Title: Re: Difficulty maintaining platonic connections with others - Parrtner with BPD
Post by: formflier on October 06, 2015, 07:13:35 AM
I just ignore it and do what I like, although I do try to make special time for him and let him know my heart is with him.

This is the balance that is key.  Also very important to not let "them" dictate how much is enough.  You decide how much time needs to be made for friends and how much for your partner to be special.

FF


Title: Re: Difficulty maintaining platonic connections with others - Parrtner with BPD
Post by: Notwendy on October 06, 2015, 07:59:10 AM
People notice that I have mostly socialized alone, even from the beginning. Now, it is even more noticeable since most of us are middle age couples. I attend many things alone now- as the effort to drag him reluctantly along isn't pleasant so I don't. But the difference is that I go, and I keep my friends.

I have not ever given him reason to worry about me cheating, but I find it interesting that someone who is so concerned about the possibility has been conducive to making it blatantly obvious that I am alone at social situations.  People notice, and ask where he is, and I end up giving some flimsy excuse.

So far, nobody has tried to inappropriately befriend me.

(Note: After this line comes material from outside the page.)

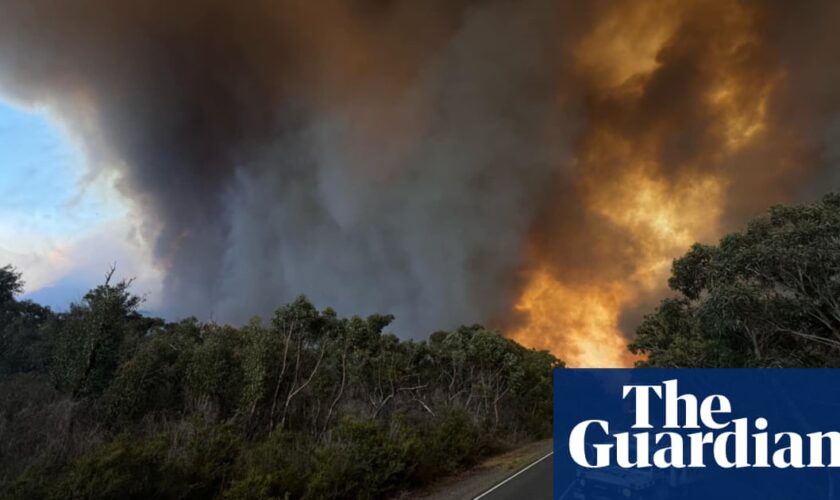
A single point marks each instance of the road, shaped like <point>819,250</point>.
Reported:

I have pretty strong boundaries when it comes to that, and don't spend a lot of time talking to men in social situations. It's a bit paradoxical- he will pitch a fit at a school reunion where an old boyfriend from miles away who I haven't seen in years might be there, but not attend local social events with me, in a room full of people who live in my home town and  who see me regularly.

This could make for an interesting thread on it's own. I wonder if anyone else has experienced exaggerated jealousy when there is no potential for something, and yet, not being concerned about a spouse being left at least appearing, if not feeling, lonely in public.



Title: Re: Difficulty maintaining platonic connections with others - Parrtner with BPD
Post by: QBert on October 14, 2015, 08:13:11 AM
Everyone: thank you for the replies.  It helps to know I'm not alone in feeling thusly as well as hearing how others have worked with such situations.  In past relationships I've been accustomed to having a share social life with my partner: places we enjoyed going together, hanging out with each other's friends and mutual friends together, spending time with each others families, etc.

In my current relationship, she seems to prefer to stick me in a "box" in her life and prefers that I not be a part of other "boxes" of her life.  She sometimes calls it compartmentalizing.  We don't spend time with her family as she has no family with whom she enjoys hanging around.  I understand her mother to be the source of her problems and the rest of her family just doesn't seem interesting enough to her.

As for my family, she would prefer to never meet them.  She's afraid of getting too close/attached to them and losing them "when (not if) we break up".


Title: Re: Difficulty maintaining platonic connections with others - Parrtner with BPD
Post by: an0ught on October 21, 2015, 09:34:57 AM
Hi QBert,

this strict separation may not be what you want but to a degree it helped to stabilize her so far so it works at least for someone. It is a bit of an all or nothing approach - you are either in or out of a compartment. While on the surface it looks like she got strong boundaries here I suspect this is as much a sign for lack of good boundary skills on her side. Black and white boundaries are so much easier to manage - even if not so appropriate. Social life is as much about boundaries defining circles as it is about crossing boundaries.

Not much you can do except

- being clear what you want/need, using SET

- accepting that she has some need for a private life and so do you

- working on your own less boxy social circles

- being aware that there could be a lot of fear, shame and other problems be hidden in her FOO relationship. Members of her family may be more dysfunctional than meets the eye. Don't push hard and don't trust easily.

- letting someone cross boundaries is an exercise in trust.  At times it makes sense to ask for it but in the end it is hers to give it.

Excerpt
"when (not if) we break up".

She is right. bpdfamily research shows: It is indeed best to break up before starting a relationship. Zero risk of being hurt!